Untuk PKH, nilai bantuan bervariasi tergantung kategori penerima, antara lain: Anak usia sekolah, anak usia dini, ibu hamil, lanjut usia di atas 60 tahun, dan penyandang disabilitas.
Jumlah bantuan PKH berkisar antara Rp225.000 hingga Rp750.000 per tahap sesuai dengan ketentuan yang ada.
Pada tahun 2026, mekanisme penyaluran bantuan sosial masih dilakukan melalui dua saluran utama.
Pertama, melalui lembaga perbankan milik pemerintah yang tergabung dalam Himpunan Bank Milik Negara (Himbara).
Kedua, melalui PT Pos Indonesia, khususnya untuk daerah yang belum mendapatkan akses layanan perbankan.
Bagaimana Cara Memeriksa Status Penerima Bansos 2026?
Dilansir dari kompas.com, warga dapat memeriksa status penerima bantuan sosial secara mandiri dengan menggunakan NIK KTP melalui dua saluran resmi dari Kemensos, yaitu aplikasi dan situs web.
Aplikasi Cek Bansos Kemensos
- Unduh aplikasi Cek Bansos Kemensos dari Play Store atau App Store. Buka aplikasi tersebut dan pilih opsi Cek Bansos.
- Masukkan informasi sesuai KTP, termasuk provinsi, kabupaten/kota, kecamatan, desa/kelurahan, dan nama lengkap.
- Isi kode verifikasi (captcha) dan tekan tombol Cari Data.

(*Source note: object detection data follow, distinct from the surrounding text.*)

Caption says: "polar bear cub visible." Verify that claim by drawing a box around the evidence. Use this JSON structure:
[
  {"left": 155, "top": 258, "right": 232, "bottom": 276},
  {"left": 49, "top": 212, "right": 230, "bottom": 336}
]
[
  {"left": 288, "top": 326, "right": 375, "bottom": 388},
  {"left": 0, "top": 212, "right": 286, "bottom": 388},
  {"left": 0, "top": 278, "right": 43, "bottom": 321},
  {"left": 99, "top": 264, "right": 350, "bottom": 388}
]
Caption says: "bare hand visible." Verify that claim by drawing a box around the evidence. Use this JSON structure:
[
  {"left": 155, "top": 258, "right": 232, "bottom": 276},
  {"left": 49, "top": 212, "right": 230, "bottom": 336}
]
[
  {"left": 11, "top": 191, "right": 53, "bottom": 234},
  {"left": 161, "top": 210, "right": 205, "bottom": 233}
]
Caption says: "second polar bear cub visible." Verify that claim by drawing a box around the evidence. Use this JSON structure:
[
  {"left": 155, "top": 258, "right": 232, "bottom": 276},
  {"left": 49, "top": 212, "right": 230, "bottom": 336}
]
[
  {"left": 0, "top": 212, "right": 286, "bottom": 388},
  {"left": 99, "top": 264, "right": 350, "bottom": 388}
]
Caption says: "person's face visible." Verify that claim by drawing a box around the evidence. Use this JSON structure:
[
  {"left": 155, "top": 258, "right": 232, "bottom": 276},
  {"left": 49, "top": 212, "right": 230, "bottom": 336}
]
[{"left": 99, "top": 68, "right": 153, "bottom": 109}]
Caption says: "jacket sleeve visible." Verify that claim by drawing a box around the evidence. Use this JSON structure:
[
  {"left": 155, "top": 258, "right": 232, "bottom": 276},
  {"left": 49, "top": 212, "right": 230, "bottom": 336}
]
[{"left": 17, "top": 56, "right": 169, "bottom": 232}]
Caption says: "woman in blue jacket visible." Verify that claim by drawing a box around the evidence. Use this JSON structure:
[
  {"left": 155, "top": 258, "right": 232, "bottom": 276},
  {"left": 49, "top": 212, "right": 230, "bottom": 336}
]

Jika NIK terdaftar, sistem akan menunjukkan nama penerima, usia, jenis bantuan, status penerimaan, dan periode pencairan.
Situs resmi cekbansos.kemensos.go.id:
- Kunjungi laman cekbansos.kemensos.go.id. Lengkapi informasi wilayah dan nama sesuai KTP.
- Masukkan kode verifikasi dan klik Cari Data.
Jika hasil pencarian sama dengan informasi di aplikasi, maka NIK KTP tersebut terdaftar sebagai penerima bansos 2026.
Berdasarkan pola penyaluran di tahun-tahun sebelumnya, bantuan sosial Kemensos diperkirakan akan dicairkan pada tahun 2026 dalam empat tahap, yaitu:
- Tahap I: Januari hingga Maret 2026
- Tahap II: April hingga Juni 2026
- Tahap III: Juli hingga September 2026
- Tahap IV: Oktober hingga Desember 2026.
Jadwal pencairan di setiap wilayah mungkin bervariasi, tergantung pada kesiapan administrasi dan distribusi bantuan di daerah tersebut.